The Duchess also spent a day in Naples meeting with trafficked women and youngsters with learning difficulties at a former Mafia villa which was confiscated by the State.
A press release from the British embassy to the Holy See said that during the papal audience in the Paul VI hall the Pope and the prince talked about a number of topics of mutual interest.
They also exchanged gifts: Pope Francis gave the royal couple a bronze representation of an olive branch, and copies of his three major documents, ‘Laudato Sì’, ‘Evangelii Gaudium’ and ‘Amoris Laetitia’.
Prince Charles presented the Holy Father with a hamper of food from the royal estate at Highgrove, to be shared among the poor and homeless.

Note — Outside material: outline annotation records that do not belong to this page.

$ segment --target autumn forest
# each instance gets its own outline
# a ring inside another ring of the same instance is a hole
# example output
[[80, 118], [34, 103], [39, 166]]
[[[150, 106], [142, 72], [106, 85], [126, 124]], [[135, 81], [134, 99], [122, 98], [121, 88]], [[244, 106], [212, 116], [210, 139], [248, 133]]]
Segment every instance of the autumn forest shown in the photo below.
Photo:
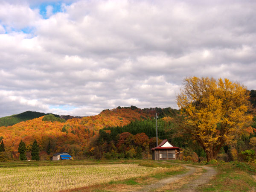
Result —
[[150, 159], [156, 145], [156, 113], [158, 144], [167, 139], [182, 149], [183, 160], [254, 160], [256, 91], [228, 80], [197, 78], [184, 80], [179, 110], [131, 106], [90, 116], [27, 111], [1, 118], [0, 161], [20, 159], [21, 140], [28, 160], [35, 141], [40, 160], [62, 151], [75, 159]]

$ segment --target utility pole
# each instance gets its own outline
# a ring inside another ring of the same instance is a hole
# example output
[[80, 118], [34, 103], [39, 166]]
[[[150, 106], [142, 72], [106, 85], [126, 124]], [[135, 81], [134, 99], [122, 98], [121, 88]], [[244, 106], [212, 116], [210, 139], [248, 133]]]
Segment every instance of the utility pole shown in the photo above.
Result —
[[156, 126], [157, 127], [157, 147], [158, 145], [158, 143], [157, 142], [157, 115], [156, 113]]

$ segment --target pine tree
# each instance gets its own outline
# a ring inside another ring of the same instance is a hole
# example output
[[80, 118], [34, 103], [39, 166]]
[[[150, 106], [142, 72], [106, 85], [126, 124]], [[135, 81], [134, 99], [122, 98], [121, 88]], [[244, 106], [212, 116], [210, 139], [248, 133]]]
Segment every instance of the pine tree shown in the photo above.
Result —
[[39, 161], [40, 160], [39, 146], [37, 144], [37, 142], [35, 140], [35, 141], [34, 141], [34, 143], [32, 145], [32, 148], [31, 149], [31, 156], [32, 160]]
[[20, 141], [19, 145], [18, 152], [20, 153], [20, 160], [23, 161], [27, 160], [26, 157], [26, 145], [22, 141], [22, 140]]
[[4, 151], [5, 149], [4, 149], [4, 145], [3, 145], [3, 141], [2, 140], [0, 145], [0, 152]]

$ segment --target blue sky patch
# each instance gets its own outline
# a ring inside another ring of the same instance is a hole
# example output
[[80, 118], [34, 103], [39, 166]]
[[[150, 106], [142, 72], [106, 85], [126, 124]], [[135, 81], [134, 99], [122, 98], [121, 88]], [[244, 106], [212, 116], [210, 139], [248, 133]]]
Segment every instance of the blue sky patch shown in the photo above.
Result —
[[53, 14], [59, 12], [62, 12], [62, 11], [61, 9], [61, 2], [48, 3], [42, 3], [39, 6], [39, 9], [40, 11], [40, 14], [43, 16], [43, 17], [44, 19], [47, 19], [48, 18], [47, 15], [47, 8], [49, 6], [52, 7], [52, 13]]

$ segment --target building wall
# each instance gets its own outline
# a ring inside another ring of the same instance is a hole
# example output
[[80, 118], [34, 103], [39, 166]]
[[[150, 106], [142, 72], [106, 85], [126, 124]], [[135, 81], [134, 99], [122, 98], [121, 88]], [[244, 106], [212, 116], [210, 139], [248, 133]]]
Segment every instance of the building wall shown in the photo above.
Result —
[[53, 161], [58, 161], [61, 160], [61, 155], [69, 155], [69, 154], [67, 153], [63, 153], [58, 155], [53, 155], [52, 156]]
[[153, 160], [175, 160], [179, 157], [179, 154], [175, 149], [157, 149], [152, 153]]

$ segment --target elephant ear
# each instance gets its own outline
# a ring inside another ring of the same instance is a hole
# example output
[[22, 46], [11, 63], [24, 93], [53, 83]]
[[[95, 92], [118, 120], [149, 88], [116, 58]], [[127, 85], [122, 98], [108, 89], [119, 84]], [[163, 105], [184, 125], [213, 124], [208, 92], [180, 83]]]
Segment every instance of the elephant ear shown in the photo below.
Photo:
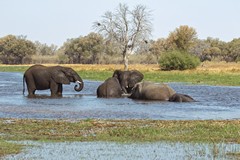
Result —
[[119, 79], [121, 73], [122, 73], [121, 70], [115, 70], [112, 77], [116, 77], [117, 79]]
[[143, 74], [137, 70], [131, 71], [131, 76], [129, 80], [129, 87], [133, 87], [136, 83], [143, 80]]
[[70, 81], [69, 81], [68, 78], [66, 77], [65, 73], [62, 72], [61, 70], [57, 70], [56, 72], [54, 72], [54, 73], [52, 74], [52, 79], [53, 79], [56, 83], [70, 84]]

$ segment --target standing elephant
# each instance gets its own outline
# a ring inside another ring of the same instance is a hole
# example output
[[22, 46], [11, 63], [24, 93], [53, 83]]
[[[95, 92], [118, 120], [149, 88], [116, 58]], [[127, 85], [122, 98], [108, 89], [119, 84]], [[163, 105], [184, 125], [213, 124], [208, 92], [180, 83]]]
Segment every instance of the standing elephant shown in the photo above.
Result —
[[50, 89], [51, 96], [61, 96], [62, 84], [70, 82], [78, 83], [75, 85], [75, 91], [81, 91], [84, 83], [82, 78], [72, 68], [62, 66], [46, 67], [43, 65], [33, 65], [26, 70], [23, 76], [23, 94], [25, 91], [24, 80], [28, 88], [28, 96], [32, 97], [36, 90]]
[[138, 82], [143, 80], [143, 74], [137, 70], [132, 71], [121, 71], [115, 70], [113, 77], [116, 77], [119, 80], [120, 86], [125, 94], [130, 94], [132, 88]]
[[98, 98], [120, 98], [122, 94], [122, 88], [116, 77], [108, 78], [97, 88]]
[[132, 99], [159, 100], [171, 102], [192, 102], [194, 101], [188, 95], [176, 93], [167, 84], [140, 82], [137, 83], [129, 96]]

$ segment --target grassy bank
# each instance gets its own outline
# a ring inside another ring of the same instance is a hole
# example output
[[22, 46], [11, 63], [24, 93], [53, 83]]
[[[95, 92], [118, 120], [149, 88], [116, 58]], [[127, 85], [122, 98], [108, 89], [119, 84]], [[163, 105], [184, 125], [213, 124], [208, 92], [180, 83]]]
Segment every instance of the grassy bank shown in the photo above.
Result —
[[[0, 119], [0, 126], [0, 139], [14, 141], [240, 143], [240, 120]], [[0, 140], [0, 157], [18, 153], [21, 147]], [[239, 156], [239, 153], [234, 154]]]
[[240, 143], [240, 120], [0, 119], [6, 140]]
[[[0, 71], [24, 72], [29, 66], [31, 65], [0, 65]], [[83, 79], [101, 81], [111, 77], [114, 70], [123, 69], [123, 65], [65, 64], [63, 66], [72, 67]], [[185, 71], [161, 71], [158, 65], [130, 65], [129, 69], [141, 71], [146, 81], [240, 86], [239, 63], [205, 62], [197, 69]]]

The half hour private meeting was reportedly relaxed and informal, marking the prince’s fourth visit to the Vatican but his first encounter with Pope Francis. Given their shared concern for the environment, it’s likely that protection of the planet featured prominently in the conversation.
Accepting an award in Florence on Monday, the prince spoke of the interdependence of human beings with the natural world, as well as highlighting the vital contribution of the UK and Italy to global peacekeeping.
Interfaith dialogue may also have been a topic for discussion: among those meeting the prince earlier in the day at the Venerable English College was English Cardinal Vincent Nichols and four Muslim leaders from the UK, who will have their own papal audience on Wednesday morning.
Before leaving the Vatican Prince Charles met with Cardinal Pietro Parolin, the Holy See Secretary of State. The royal couple were also given a tour of the Vatican library and secret archives, allowing them to see some of the priceless historical documents preserved in both collections.
These included the last letter written by condemned Mary Queen of Scots in 1587, before her execution for treason; another letter by Pope Paul IV condemning Archbishop Thomas Cranmer, one of the leaders of the English Reformation; and a letter by King Charles I approving the appointment of his ambassador in Rome.